Friday, October 29, 2004

GOP steps in Al Qaqaa

Who's lying now?

Video Suggests Explosives Disappeared After U.S. Took Control
Evidence Indicates U.S. Military Opened Al-Qaqaa Bunkers, Left Them Unguarded

Oct. 28, 2004
-- The strongest evidence to date indicates that conventional explosives missing from Iraq's Al-Qaqaa installation disappeared after the United States had taken control of Iraq.

Barrels inside the Al-Qaqaa facility appear on videotape shot by ABC television affiliate KSTP of St. Paul, Minn., which had a crew embedded with the 101st Airborne Division when it passed through Al-Qaqaa on April 18, 2003 -- nine days after Baghdad fell.

[more]


Pentagon Lt. Col. Barry Venable said, "Another explanation is that regime loyalists or others emptied the facility prior to coalition forces arriving in Baghdad in April." And Dubya finally responded while campaigning in Pennsylvania yesterday using the same line, "the explosives may have been moved before our troops even arrived at the site."

TV Crew Photographed Explosives Cache at Al-Qaqaa
Images Suggest Explosives Were There When U.S. Troops Arrived
JOHN MASON and JOANNA HJELMELAND, KSTP-TV


Oct. 28, 2004
-- A Minnesota television station news crew reporting from Iraq in the spring of 2003 came very close to the spot where tons of high explosives are alleged to have disappeared.

Based on GPS data and confirmation from officials of the U.S. Army's 101st Airborne Division, KSTP-TV 5 Eyewitness News determined its crew was on or near the southern edge of the Al-Qaqaa installation on April 18, 2003, nine days after the fall of Baghdad.

KSTP in St. Paul is an ABC News affiliate station.
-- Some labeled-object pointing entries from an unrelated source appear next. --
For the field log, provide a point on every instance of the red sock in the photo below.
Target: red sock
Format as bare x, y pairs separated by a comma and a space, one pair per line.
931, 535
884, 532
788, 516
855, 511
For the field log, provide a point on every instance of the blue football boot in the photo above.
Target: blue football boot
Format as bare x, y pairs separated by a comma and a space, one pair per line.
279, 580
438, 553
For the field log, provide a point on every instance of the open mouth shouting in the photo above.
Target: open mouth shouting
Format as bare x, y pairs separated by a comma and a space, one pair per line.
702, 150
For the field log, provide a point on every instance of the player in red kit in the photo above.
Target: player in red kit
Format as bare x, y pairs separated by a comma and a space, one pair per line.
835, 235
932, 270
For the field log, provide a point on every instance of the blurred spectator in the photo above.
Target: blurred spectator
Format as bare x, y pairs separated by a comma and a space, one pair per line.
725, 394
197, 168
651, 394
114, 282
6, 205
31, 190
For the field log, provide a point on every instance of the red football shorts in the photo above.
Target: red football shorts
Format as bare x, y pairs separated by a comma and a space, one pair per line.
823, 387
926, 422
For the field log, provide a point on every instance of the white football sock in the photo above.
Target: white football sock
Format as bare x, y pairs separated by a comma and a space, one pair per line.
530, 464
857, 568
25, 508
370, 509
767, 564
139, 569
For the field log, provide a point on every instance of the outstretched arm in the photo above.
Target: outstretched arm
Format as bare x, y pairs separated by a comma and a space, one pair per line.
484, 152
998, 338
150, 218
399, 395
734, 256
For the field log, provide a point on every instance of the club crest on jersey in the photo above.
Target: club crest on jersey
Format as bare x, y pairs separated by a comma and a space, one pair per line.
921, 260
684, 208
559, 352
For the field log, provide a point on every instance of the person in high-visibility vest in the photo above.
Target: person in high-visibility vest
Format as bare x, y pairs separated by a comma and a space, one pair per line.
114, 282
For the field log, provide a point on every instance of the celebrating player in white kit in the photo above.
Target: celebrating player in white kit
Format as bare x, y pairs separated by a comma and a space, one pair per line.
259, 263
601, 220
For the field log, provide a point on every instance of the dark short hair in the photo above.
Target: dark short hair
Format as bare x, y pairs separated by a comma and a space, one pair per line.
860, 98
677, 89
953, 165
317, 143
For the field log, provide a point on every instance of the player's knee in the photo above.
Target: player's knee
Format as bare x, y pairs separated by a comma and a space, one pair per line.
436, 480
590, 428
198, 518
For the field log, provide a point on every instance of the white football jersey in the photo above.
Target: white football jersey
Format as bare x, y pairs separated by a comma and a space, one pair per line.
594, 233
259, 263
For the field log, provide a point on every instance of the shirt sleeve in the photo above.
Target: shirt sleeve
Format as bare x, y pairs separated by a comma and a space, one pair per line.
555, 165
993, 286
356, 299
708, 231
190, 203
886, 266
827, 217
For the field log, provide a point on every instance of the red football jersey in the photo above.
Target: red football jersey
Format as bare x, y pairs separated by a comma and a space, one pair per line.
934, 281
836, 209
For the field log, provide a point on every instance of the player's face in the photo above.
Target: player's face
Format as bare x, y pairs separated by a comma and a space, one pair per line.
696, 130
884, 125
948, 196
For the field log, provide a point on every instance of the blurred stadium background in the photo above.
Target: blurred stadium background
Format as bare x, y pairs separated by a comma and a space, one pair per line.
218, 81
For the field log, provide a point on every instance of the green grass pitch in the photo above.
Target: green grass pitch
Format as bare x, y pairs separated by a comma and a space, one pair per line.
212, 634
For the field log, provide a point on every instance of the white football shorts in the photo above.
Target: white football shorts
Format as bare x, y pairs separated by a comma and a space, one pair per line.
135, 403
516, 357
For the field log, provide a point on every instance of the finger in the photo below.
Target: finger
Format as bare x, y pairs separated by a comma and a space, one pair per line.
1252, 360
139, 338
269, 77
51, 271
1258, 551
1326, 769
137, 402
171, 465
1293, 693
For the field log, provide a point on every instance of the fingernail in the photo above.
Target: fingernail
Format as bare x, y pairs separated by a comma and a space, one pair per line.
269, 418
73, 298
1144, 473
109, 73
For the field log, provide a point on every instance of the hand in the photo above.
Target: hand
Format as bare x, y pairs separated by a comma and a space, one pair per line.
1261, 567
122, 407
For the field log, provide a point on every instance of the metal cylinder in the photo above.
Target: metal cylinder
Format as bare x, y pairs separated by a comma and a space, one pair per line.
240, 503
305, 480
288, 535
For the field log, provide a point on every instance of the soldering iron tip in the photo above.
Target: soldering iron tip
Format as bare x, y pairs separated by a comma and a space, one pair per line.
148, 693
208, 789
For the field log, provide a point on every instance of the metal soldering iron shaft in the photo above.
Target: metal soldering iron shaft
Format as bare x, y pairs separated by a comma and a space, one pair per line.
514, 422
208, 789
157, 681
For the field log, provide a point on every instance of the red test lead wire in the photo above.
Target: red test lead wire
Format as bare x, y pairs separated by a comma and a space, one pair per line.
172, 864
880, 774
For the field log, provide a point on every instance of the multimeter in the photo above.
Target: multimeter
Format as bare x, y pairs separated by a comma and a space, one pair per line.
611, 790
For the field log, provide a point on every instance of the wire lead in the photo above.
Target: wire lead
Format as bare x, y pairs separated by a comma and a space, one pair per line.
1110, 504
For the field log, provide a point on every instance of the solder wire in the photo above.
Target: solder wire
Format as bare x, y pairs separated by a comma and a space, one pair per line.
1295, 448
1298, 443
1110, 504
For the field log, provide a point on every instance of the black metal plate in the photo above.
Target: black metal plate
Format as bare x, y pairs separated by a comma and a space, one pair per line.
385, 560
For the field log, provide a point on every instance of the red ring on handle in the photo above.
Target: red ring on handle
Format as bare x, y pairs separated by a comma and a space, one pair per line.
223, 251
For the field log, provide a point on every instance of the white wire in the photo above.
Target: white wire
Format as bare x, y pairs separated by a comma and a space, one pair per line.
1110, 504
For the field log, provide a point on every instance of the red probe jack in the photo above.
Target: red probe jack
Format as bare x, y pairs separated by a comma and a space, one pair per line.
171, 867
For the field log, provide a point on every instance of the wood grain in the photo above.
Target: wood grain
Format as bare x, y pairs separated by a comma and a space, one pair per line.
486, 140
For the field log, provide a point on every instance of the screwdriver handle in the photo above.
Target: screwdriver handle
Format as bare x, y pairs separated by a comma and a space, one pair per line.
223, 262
Its journalists were embedded with the 101st at the time and shot exclusive footage that may raise new questions about the controversy surrounding the fate of those munitions.

Some 377 tons of high explosives -- HMX and RDX and PETN -- are said to be missing from the Al-Qaqaa weapons depot and questions have arisen about what the United States knew about the site and what it did to secure it.

[more]


Meanwhile Rudy Giuliani went on NBC's Today show to bash the troops in Iraq:
"No matter how you try to blame it on the president, the actual responsibility for it really would be for the troops that were there. Did they search carefully enough? Didn't they search carefully enough?"